A shocking abduction

The recent abduction of Azerbaijani journalist Afghan Mukhtarli, who moved to Georgia with his wife and daughter in 2015 fearing persecution in his native town of Zaqatala, attests to this.

On May 29, on his way to his Tbilisi home, Mukhtarli was abducted by a group of unidentified men, and taken across the Georgia-Azerbaijan border without his passport, according to his lawyer.

In Azerbaijan he was detained and charged with “illegal border crossing”, “smuggling”, and “resisting law enforcement”. Local police in Azerbaijan claimed to have found 10,000 Euros on Mukhtarli's person.

Community in peril

Mukhtarli had never felt safe. In December 2016, he spoke to the author of this article about his fears that something might one day happen to him. Many other native Azerbaijanis living in Georgia and other countries have complained of being under the surveillance of the Azerbaijani state.

Turncoats have not helped their cause. On May 4, an online platform founded by a former Azerbaijani political prisoner who re-invented himself as a government mouthpiece published a list of Azerbaijanis who have lived or currently live in Georgia: Mukhtarli's name was on it.

The list in the article is long, and also includes the names of activists and journalists who have in recent years traveled to Georgia for work, conferences, meetings, and health treatments.

The authors of the pro-government article claimed that these were just false pretexts to disguise the travellers’ actual goals of securing money and instructions to subvert the Azerbaijani state.

Another name mentioned in the article is that of Gozel Bayramli, a deputy chairman of the marginalized opposition party Popular Front. On May 25, she was detained at the Georgia-Azerbaijan border and placed in pretrial detention for three months following her return from Georgia, where she went for medical treatment.

Similarly to Mukhtarli, Bayramli stands accused of committing smuggling offences, after border police claimed to have found an undeclared $12,000 in her bag.

On May 23, yet another Azerbaijani native, Farman Jeyranov, was arrested [19] in Georgia following a Tbilisi court order, and sentenced [20] to two months in pretrial detention on charges of surgical fraud and concealing information considered to pose a threat to human life.
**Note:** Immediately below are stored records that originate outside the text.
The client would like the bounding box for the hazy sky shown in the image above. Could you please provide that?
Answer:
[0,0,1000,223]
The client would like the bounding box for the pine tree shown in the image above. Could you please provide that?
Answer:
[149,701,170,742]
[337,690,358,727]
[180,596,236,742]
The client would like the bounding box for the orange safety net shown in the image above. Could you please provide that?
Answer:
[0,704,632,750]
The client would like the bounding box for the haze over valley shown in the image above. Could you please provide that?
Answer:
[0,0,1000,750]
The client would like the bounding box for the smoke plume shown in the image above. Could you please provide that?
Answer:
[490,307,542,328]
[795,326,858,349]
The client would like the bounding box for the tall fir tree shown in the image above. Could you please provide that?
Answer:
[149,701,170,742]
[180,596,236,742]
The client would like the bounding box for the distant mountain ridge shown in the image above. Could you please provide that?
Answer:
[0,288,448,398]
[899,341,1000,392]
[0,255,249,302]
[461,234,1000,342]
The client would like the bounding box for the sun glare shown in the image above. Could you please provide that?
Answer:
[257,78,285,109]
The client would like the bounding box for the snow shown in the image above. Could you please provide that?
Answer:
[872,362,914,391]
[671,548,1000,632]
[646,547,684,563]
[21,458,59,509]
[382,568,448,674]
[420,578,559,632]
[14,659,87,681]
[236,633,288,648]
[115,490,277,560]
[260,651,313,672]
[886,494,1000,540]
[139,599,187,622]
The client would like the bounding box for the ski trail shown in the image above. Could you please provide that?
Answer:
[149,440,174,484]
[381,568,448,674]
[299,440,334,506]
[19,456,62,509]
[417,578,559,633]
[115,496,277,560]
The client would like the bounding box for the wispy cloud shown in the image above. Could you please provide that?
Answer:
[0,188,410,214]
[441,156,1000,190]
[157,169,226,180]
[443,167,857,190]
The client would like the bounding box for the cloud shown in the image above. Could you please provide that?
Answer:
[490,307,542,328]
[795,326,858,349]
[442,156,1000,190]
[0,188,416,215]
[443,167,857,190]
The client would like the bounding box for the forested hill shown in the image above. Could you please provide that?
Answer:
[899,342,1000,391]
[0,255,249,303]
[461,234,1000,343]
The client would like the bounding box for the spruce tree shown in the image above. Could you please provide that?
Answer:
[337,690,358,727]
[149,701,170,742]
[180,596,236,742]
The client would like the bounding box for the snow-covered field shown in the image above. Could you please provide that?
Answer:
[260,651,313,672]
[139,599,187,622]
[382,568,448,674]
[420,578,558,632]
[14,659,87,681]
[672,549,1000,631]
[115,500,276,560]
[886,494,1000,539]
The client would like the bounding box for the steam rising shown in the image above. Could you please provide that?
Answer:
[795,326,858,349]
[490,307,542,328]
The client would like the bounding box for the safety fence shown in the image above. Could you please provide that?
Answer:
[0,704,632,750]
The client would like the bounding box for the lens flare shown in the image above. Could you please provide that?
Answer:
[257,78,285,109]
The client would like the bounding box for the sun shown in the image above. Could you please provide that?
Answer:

A doctor by profession, who helped found clinics in both Baku and Tbilisi, Jeyranov relocated to Georgia several years ago. It is believed his arrest came following pressure on Georgian authorities exerted by the Azerbaijani state. He will hope to avoid extradition.

A Caucasus democracy?

The role of Georgia, a country with aspirations to join the European Union and Nato, in Mukhtarli's disappearance, remains something of a Christie-like mystery.

Speaking to a local news outlet [22] two days after Mukhtarli's abduction and under pressure from rights organizations who had rallied in Tbilisi [23], Georgian President Giorgi Margvelashvili acknowledged that the “disappearance of a person is a serious challenge to our statehood and sovereignty.”

Minister of Internal Affairs Giorgi Mgebrishvili meanwhile dismissed any wrongdoing and claimed that, “Georgia’s law enforcement agencies have nothing to do with this version of the case, nor can they have any connection with it.”

That seems unlikely, if not completely impossible. But if Mgebrishvili's claim is true, a formal note of diplomatic protest addressed from Tbilisi to Baku might go some way towards assuaging the increasing safety concerns of the other Azerbaijani exiles still living in Georgia.